Update your W&B Server Version and License with the same method you installed W&B Server with. The following table lists how to update your license and version based on different deployment methods:

Release Type Description
Terraform W&B supports three public Terraform modules for cloud deployment: AWS, GCP, and Azure.
Helm You can use the Helm Chart to install W&B into an existing Kubernetes cluster.

Update with Terraform

Update your license and version with Terraform. The proceeding table lists W&B managed Terraform modules based cloud platform.

Cloud provider Terraform module
AWS AWS Terraform module
GCP GCP Terraform module
Azure Azure Terraform module
  1. First, navigate to the W&B maintained Terraform module for your appropriate cloud provider. See the preceding table to find the appropriate Terraform module based on your cloud provider.

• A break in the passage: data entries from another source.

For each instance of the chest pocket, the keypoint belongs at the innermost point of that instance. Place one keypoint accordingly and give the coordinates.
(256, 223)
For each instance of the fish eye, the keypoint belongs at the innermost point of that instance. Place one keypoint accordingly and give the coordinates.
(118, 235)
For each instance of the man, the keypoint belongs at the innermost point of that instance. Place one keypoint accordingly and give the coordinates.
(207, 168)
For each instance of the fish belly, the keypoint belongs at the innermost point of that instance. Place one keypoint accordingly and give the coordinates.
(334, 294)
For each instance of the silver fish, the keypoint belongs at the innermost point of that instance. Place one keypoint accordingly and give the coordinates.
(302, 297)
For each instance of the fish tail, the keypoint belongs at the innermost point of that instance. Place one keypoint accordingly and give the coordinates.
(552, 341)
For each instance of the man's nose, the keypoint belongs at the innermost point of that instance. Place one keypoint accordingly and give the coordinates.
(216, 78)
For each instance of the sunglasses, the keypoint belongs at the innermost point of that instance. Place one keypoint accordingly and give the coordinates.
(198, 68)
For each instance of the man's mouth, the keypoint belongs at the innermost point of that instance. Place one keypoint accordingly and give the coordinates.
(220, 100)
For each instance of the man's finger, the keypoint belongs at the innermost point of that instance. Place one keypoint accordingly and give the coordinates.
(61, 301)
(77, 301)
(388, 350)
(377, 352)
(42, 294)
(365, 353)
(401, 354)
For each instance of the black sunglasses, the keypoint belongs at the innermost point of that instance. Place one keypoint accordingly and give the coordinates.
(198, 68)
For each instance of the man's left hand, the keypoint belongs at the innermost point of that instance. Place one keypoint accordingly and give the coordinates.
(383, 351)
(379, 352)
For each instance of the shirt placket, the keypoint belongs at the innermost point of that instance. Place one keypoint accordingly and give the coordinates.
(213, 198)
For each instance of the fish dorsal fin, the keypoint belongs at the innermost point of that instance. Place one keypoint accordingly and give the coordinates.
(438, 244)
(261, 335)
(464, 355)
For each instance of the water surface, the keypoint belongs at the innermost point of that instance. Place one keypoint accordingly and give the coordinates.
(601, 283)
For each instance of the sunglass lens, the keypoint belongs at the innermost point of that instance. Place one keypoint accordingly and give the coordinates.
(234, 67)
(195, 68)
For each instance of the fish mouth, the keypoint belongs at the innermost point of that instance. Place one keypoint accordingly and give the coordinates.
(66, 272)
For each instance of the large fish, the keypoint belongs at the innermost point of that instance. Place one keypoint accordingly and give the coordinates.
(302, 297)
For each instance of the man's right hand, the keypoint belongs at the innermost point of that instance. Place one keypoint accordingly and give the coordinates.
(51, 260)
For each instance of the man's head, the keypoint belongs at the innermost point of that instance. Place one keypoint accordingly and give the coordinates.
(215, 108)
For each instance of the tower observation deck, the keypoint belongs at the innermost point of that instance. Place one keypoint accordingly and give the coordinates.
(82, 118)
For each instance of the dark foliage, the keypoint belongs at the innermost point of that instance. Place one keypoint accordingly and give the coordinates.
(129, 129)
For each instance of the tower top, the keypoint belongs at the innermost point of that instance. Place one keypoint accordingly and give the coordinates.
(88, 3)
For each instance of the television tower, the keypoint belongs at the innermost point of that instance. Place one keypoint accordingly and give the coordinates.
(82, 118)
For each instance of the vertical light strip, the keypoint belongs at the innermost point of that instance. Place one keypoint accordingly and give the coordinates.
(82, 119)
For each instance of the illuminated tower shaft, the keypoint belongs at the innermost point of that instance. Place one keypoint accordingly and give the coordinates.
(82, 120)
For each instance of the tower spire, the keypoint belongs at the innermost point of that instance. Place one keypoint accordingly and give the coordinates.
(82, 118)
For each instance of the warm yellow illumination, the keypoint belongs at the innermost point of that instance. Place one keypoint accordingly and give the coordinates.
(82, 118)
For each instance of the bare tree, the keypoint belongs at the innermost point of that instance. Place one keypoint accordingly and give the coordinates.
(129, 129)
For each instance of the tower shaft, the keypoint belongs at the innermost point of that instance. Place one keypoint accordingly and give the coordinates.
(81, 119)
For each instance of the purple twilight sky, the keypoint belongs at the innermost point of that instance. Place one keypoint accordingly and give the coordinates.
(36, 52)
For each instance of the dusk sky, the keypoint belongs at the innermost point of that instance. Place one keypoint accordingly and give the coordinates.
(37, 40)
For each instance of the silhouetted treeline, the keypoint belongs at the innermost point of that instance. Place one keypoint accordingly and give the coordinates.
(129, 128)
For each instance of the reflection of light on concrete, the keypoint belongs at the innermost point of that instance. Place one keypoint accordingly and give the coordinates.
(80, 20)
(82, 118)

  2. Within your Terraform configuration, update wandb_version and license in your Terraform wandb_app module configuration:

    module "wandb_app" {
        source  = "wandb/wandb/<cloud-specific-module>"
        version = "new_version"
        license       = "new_license_key" # Your new license key
        wandb_version = "new_wandb_version" # Desired W&B version
        ...
    }
    
  3. Apply the Terraform configuration with terraform plan and terraform apply.

    terraform init
    terraform apply
    
  4. (Optional) If you use a terraform.tfvars or other .tfvars file.

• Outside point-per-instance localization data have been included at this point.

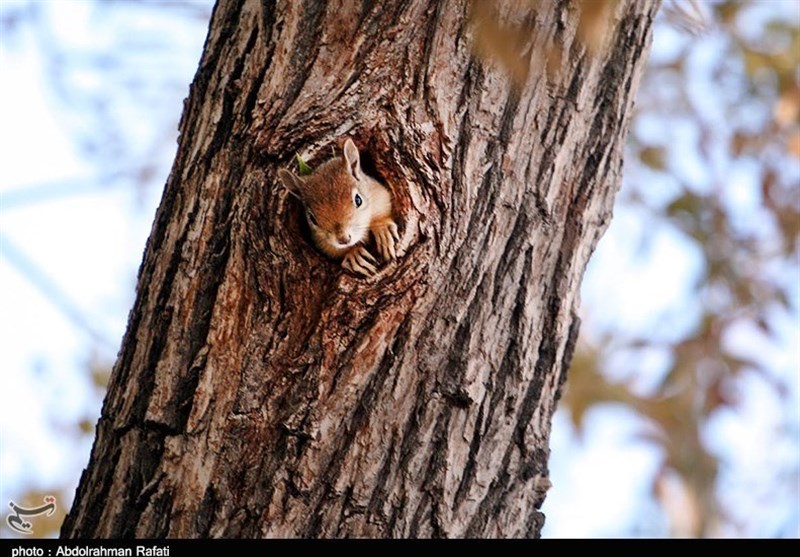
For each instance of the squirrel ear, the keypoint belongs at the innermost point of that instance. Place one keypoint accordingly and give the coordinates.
(351, 158)
(293, 183)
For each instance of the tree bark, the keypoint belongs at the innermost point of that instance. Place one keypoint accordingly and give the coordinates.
(262, 391)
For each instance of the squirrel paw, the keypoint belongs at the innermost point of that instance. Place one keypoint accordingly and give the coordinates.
(385, 237)
(360, 261)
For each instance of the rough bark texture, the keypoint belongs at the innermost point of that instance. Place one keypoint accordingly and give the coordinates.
(261, 391)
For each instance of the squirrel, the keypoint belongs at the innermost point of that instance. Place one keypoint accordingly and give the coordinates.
(342, 206)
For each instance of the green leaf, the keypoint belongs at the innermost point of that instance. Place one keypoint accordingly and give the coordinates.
(304, 169)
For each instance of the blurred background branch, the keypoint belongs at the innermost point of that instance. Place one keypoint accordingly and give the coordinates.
(682, 411)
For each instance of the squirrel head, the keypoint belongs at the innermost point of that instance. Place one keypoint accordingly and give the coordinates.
(336, 199)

    Update or create a terraform.tfvars file with the new W&B version and license key.

    terraform plan -var-file="terraform.tfvars"
    

    Apply the configuration. In your Terraform workspace directory execute:

    terraform apply -var-file="terraform.tfvars"
    

Update with Helm

Update W&B with spec

  1. Specify a new version by modifying the image.tag and/or license values in your Helm chart *.yaml configuration file:

    license: 'new_license'
    image:
      repository: wandb/local
      tag: 'new_version'
    
  2. Execute the Helm upgrade with the following command:

    helm repo update
    helm upgrade --namespace=wandb --create-namespace \
      --install wandb wandb/wandb --version ${chart_version} \
      -f ${wandb_install_spec.yaml}
    

Update license and version directly

  1. Set the new license key and image tag as environment variables:

    export LICENSE='new_license'
    export TAG='new_version'
    
  2. Upgrade your Helm release with the command below, merging the new values with the existing configuration:

    helm repo update
    helm upgrade --namespace=wandb --create-namespace \
      --install wandb wandb/wandb --version ${chart_version} \
      --reuse-values --set license=$LICENSE --set image.tag=$TAG
    

For more details, see the upgrade guide in the public repository.

Update with admin UI

This method is only works for updating licenses that are not set with an environment variable in the W&B server container, typically in self-hosted Docker installations.

  1. Obtain a new license from the W&B Deployment Page, ensuring it matches the correct organization and deployment ID for the deployment you are looking to upgrade.
  2. Access the W&B Admin UI at <host-url>/system-settings.
  3. Navigate to the license management section.
  4. Enter the new license key and save your changes.